Veteran State House observers can't remember any security breaches more serious than an occasional protester berating legislators from the visitor galleries. What they can tell you about, though, is a building they love.
"There is a lot of beauty here," Fiebig says. "We're very proud of our State House."
Indeed, the State House is not only the country's longest-running legislative building, but easily one of its most handsome. Architectural historians call it an outstanding Georgian-style building. Which is slightly ironic, since George III, namesake of the style, was the English king Washington defeated.
On the right when you enter from the State House entrance that looks toward Annapolis harbor, the Old Senate Chamber seems much like it must have when Washington gave his admirably terse, modest and moving resignation speech. Just six paragraphs long, the speech concludes: "Having now finished the work assigned to me, I retire from the great theater of Action; and bidding an Affectionate farewell to this August body under whose orders I have so long acted, I hereby offer my Comission, and take leave of all the employments of public life." He left immediately for Christmas at Mount Vernon, accompanied to the landing on the Potomac where he would cross into Virginia by William Paca, Maryland's governor and a signer of the Declaration of Independence.
Washington thought he was retiring to the serene life of a country gentleman farmer.

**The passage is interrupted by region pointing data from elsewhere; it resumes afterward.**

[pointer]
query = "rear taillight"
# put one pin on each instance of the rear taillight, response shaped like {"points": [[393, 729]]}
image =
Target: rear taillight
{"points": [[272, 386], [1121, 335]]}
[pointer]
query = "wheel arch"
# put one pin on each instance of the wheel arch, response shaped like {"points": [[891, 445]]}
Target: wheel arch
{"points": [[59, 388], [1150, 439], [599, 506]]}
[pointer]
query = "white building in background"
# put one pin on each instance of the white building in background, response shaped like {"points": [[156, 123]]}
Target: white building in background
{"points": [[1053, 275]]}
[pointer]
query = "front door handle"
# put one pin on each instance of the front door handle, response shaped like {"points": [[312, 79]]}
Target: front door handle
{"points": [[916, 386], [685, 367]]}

But just about 6 1/2 years later, he was president.
Until your eyes adjust to the dim light from the electric candelabra in the Old Senate Chamber, you could almost believe Washington stands before the classical niche that frames the John Shaw president's desk. The apparition is, in fact, a mannequin, whose head is a replica of a 1785 bust by Jean Antoine Houdon, a French sculptor who made portraits of Jefferson and Franklin as well as Washington.
The mannequin wears a replica of the Washington uniform that is in the Smithsonian Institution. Washington wears the same yellow and blue uniform in the Charles Willson Peale painting above the fireplace in the Old Senate Chamber: "Washington, Lafayette and Tilghman at Yorktown." Col. Tench Tilghman, a Marylander who was Washington's aide de camp, brought the news of the British surrender at Yorktown to the Continental Congress in Philadelphia.
John Shaw, a cabinetmaker whose works are now collected in museums, made nine of the pieces in the Old Senate Chamber. He also took over completion of the State House dome after John Clark became disillusioned with the project. His handsome green house with spindled galleries still stands across Church Circle from the State House, just beyond the vigorously heroic statue of Johann DeKalb, a German colleague of Lafayette.
Tour guide Fiebig informs us that there have been restrictions on visitors before.
The visitors' galleries on the first floor of the Old Senate Chamber, she says, were reserved for "gentlemen."
"Ladies were not allowed on the main floor in the 18th century," she says. "They had to stand on the Ladies' Balcony above. They said ladies' chatter would disrupt the meetings."
The Ladies Balcony and the pediment above the president's desk are decorated with a hand-carved tobacco leaf motif, a reminder that tobacco was Maryland's chief cash crop in the 17th and 18th centuries.
Gen. Washington was feted with a dinner two days before his resignation, which was "the most extraordinary I ever attended," said the writer of a letter in the Maryland Archives.
"Between 2 and 3 hundred Gentlemen dined together in the ballroom," the letter says. "Every man seemed to be in heaven or so absorbed in the pleasures of imagination, so as to neglect more sordid appetites, for not a soul got drunk, though there was wine in plenty and the usual number of 13 toasts drank . . ."
At dinner's end, the general proposed a toast that may have sounded better after the first 13: "Competent powers to congress for general purpose."